Even as Indian salaries rise, the cost savings are still too big to ignore, especially in a down economy. "They could start shooting in India--a small war--and enterprise clients would still have to look at India as an option," says Trowbridge. "It's that big of a savings."
That said, the Indian industry's biggest problem is still the recession, which has further battered financial services companies, the industry's most important sector. TCS last week reported slowing growth amid pressures to cut prices, with third-quarter revenue flat, at $1.48 billion, compared with a year ago. Infosys' third-quarter revenue rose 8%, to $1.17 billion, far below the 20% and higher growth these companies are used to.
Satyam and a U.S. unit lost more than 80% of their value on the Indian and U.S. stock exchanges in the week after the scandal broke on Jan. 7, amid worries Satyam wouldn't survive. The Indian government is unlikely to bail the company out; lenders or acquirers would have to fill any cash shortfall.
The influential National Association of Software and Services Companies (Nasscom) urged Satyam rivals not to poach Satyam customers, but IT service providers from all over the globe are knocking on doors. The financial services exec says his company has received aggressive pitches for the Satyam business. The energy exec says Indian competitors haven't called, but U.S. companies have. Another Fortune 500 CIO, an Infosys customer, says his company has heard from four or five IT services providers looking for business. "They're like vultures," he says.
Microland's Kar (who's on the board of InformationWeek's parent company, United Business Media) says no one in the Indian IT industry sees the Satyam scandal as good news.
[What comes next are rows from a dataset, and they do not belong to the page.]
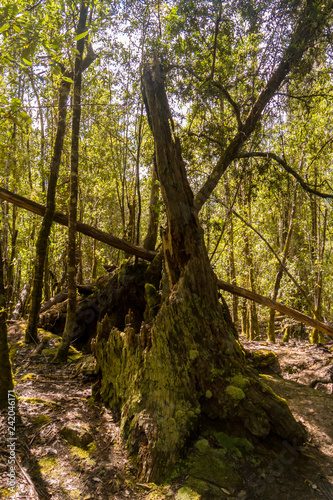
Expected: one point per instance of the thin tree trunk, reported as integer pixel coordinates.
(154, 213)
(316, 335)
(6, 379)
(44, 232)
(62, 219)
(278, 277)
(187, 363)
(61, 354)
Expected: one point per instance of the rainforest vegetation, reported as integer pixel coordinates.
(153, 152)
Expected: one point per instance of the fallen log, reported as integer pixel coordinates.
(59, 297)
(265, 301)
(128, 247)
(62, 219)
(18, 307)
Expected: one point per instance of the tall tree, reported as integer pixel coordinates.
(189, 363)
(67, 336)
(44, 232)
(6, 379)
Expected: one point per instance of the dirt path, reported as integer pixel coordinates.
(50, 465)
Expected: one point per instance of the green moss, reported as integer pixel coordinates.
(261, 359)
(28, 376)
(49, 467)
(240, 381)
(91, 447)
(186, 493)
(202, 444)
(75, 494)
(4, 493)
(236, 393)
(194, 354)
(83, 455)
(152, 302)
(42, 420)
(208, 394)
(13, 348)
(37, 401)
(233, 443)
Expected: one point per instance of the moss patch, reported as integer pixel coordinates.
(28, 376)
(83, 455)
(49, 467)
(38, 401)
(186, 493)
(42, 420)
(211, 467)
(5, 493)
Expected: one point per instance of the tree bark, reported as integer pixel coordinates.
(186, 363)
(278, 277)
(154, 213)
(6, 379)
(41, 246)
(62, 352)
(62, 219)
(312, 20)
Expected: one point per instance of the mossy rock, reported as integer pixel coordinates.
(42, 420)
(84, 455)
(210, 468)
(77, 434)
(263, 360)
(38, 401)
(186, 493)
(86, 365)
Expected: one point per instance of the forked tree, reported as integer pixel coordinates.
(186, 363)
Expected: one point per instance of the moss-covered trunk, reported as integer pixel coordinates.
(62, 352)
(44, 232)
(186, 362)
(6, 380)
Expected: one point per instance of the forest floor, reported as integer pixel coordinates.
(68, 446)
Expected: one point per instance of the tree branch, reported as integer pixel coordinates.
(230, 101)
(62, 219)
(310, 24)
(265, 301)
(284, 164)
(298, 286)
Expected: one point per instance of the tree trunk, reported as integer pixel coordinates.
(278, 277)
(61, 354)
(41, 246)
(6, 379)
(154, 213)
(187, 363)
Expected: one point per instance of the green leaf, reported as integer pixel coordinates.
(82, 35)
(5, 27)
(28, 63)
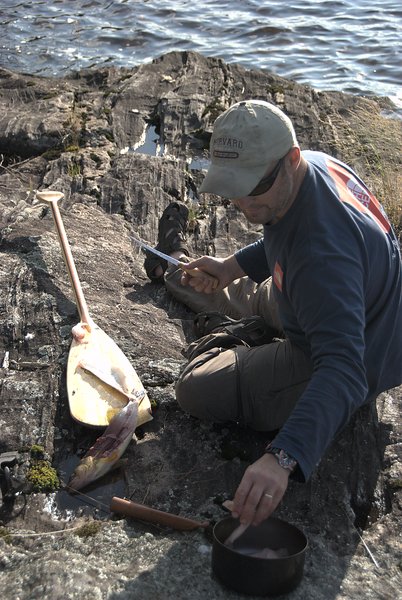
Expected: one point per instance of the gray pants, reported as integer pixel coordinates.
(257, 386)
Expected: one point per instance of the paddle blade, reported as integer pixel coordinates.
(97, 369)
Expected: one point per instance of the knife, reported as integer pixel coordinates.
(193, 272)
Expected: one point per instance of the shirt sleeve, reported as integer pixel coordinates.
(326, 299)
(253, 261)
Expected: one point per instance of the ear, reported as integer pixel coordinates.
(294, 157)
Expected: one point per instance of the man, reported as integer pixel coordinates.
(326, 276)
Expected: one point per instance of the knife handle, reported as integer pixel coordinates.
(146, 513)
(199, 274)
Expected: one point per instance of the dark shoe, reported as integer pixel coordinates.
(171, 238)
(252, 330)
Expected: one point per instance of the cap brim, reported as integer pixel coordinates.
(232, 182)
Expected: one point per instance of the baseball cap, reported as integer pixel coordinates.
(246, 138)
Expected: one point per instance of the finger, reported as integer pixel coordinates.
(247, 513)
(265, 507)
(240, 497)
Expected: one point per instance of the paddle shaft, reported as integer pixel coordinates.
(68, 257)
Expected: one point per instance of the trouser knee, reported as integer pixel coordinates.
(206, 388)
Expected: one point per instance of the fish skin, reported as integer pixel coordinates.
(107, 449)
(109, 379)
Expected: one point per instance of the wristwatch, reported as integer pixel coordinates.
(285, 460)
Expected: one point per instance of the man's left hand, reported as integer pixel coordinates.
(260, 491)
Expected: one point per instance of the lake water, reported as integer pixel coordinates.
(346, 45)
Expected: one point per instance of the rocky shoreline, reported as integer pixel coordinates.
(121, 144)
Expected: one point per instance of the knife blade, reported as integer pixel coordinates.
(193, 272)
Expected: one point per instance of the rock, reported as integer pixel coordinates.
(121, 144)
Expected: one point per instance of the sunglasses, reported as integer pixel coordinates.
(267, 182)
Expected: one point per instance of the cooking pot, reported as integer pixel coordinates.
(238, 567)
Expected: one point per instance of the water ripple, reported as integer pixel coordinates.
(345, 45)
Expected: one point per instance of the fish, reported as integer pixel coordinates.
(107, 449)
(114, 378)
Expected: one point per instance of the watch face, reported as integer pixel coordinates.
(285, 461)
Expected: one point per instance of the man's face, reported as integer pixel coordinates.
(270, 206)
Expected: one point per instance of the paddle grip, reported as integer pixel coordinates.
(145, 513)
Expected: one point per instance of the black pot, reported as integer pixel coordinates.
(259, 576)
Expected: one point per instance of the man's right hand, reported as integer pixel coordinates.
(224, 270)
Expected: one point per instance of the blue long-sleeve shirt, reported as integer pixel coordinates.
(336, 268)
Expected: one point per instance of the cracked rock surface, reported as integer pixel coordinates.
(121, 144)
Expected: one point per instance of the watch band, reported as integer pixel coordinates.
(285, 460)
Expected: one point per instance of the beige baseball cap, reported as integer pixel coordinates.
(246, 139)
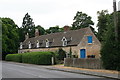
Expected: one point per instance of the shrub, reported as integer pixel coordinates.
(14, 57)
(43, 58)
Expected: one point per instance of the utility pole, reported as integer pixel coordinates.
(115, 20)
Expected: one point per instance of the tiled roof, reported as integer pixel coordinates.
(73, 37)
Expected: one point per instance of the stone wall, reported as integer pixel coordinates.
(83, 63)
(67, 49)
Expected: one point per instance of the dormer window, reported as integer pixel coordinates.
(29, 45)
(37, 45)
(64, 40)
(21, 46)
(47, 43)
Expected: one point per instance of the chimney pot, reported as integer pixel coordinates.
(66, 28)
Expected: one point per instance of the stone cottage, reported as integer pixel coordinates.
(82, 42)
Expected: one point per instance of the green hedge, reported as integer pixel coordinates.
(37, 58)
(43, 58)
(14, 57)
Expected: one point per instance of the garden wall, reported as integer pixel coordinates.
(83, 63)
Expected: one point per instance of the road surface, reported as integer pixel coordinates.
(19, 70)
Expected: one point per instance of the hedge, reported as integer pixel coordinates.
(43, 58)
(14, 57)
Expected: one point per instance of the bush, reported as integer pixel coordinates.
(14, 57)
(43, 58)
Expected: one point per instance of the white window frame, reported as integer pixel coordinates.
(29, 46)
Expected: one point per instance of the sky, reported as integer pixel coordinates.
(49, 13)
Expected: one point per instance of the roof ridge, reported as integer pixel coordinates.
(60, 32)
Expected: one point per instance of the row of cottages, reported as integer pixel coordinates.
(82, 42)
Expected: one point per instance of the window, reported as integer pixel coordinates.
(21, 46)
(89, 39)
(37, 44)
(29, 45)
(47, 43)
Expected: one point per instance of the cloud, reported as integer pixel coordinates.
(49, 13)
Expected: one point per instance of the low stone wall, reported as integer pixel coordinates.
(83, 63)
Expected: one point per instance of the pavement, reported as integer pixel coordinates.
(94, 72)
(54, 68)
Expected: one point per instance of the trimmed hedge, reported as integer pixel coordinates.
(14, 57)
(43, 58)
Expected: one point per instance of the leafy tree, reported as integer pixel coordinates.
(54, 30)
(81, 20)
(41, 29)
(102, 25)
(10, 38)
(28, 26)
(110, 53)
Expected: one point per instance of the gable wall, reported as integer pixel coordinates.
(91, 49)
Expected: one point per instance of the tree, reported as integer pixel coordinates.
(54, 30)
(10, 38)
(41, 29)
(28, 26)
(81, 20)
(102, 25)
(110, 53)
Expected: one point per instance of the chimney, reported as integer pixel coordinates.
(26, 36)
(36, 32)
(119, 6)
(114, 5)
(66, 28)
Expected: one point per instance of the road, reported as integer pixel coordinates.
(19, 70)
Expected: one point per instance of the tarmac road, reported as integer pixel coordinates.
(19, 70)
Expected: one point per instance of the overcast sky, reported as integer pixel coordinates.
(49, 13)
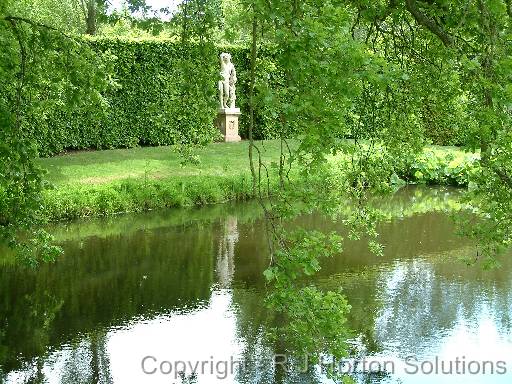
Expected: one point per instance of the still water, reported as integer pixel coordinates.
(146, 292)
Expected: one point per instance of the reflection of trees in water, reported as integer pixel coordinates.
(101, 282)
(225, 264)
(87, 361)
(420, 301)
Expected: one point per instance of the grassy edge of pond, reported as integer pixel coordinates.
(107, 183)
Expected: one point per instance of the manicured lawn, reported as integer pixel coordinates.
(100, 167)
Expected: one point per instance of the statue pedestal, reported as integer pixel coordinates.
(227, 122)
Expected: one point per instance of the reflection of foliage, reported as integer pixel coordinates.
(33, 322)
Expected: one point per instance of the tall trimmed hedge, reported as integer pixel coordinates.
(144, 103)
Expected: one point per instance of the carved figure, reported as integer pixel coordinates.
(227, 88)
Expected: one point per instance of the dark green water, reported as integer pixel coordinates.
(187, 286)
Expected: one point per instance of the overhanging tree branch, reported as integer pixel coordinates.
(428, 23)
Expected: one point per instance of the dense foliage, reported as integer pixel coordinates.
(390, 75)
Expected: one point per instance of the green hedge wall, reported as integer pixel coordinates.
(144, 104)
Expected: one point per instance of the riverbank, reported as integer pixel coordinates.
(105, 183)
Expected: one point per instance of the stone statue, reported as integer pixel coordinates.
(227, 87)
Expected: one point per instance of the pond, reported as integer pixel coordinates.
(136, 296)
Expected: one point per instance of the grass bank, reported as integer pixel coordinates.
(104, 183)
As the Indian industry's growth slows amid the global economic contraction, "our desire is that Satyam and the entire Indian IT industry succeed," he says.
Companies in other geographies--from Mexico to Eastern Europe to China--will try to capitalize on the crisis. But it's a hard sell that India's more prone to financial fraud than other developing countries. Jacob Hsu, CEO of Symbio, a $60 million-a-year Chinese outsourcer, paints a problem of Satyam's size as "systemic" but acknowledges, "I don't think China is any better."
As in the aftermath of the Enron and financial industry messes, there's an outcry in India for more oversight of public companies, à la Sarbanes-Oxley. Recent revelations that the World Bank, which had banned Satyam from contract work in 2008, had also banned Wipro in 2007 for offering IPO stock in 2000 to World Bank employees only fueled the concerns.
From the customer side, look for companies to take a closer look at their outsourcers, even if it's short lived. The Fortune 500 CIO doing business with Infosys says that, while he remains confident in Infosys, Satyam's problems "get you thinking about doing more due diligence."
During contract negotiations, HCL walks customers through the need for contingency planning, Khorana says. For almost three years, it has recommended that customers keep core competencies such as IT architecture closely tied to a business process in- house. And HCL began developing partnerships with other outsourcing companies, to help customers diversify. "But some clients are reluctant to participate in the relationship as actively as they should," Khorana says.
A hands-off relationship isn't a viable option. Outsourcing's never been easy. Companies that invested time in these relationships were always more likely to get real competitive advantage and cost savings from them.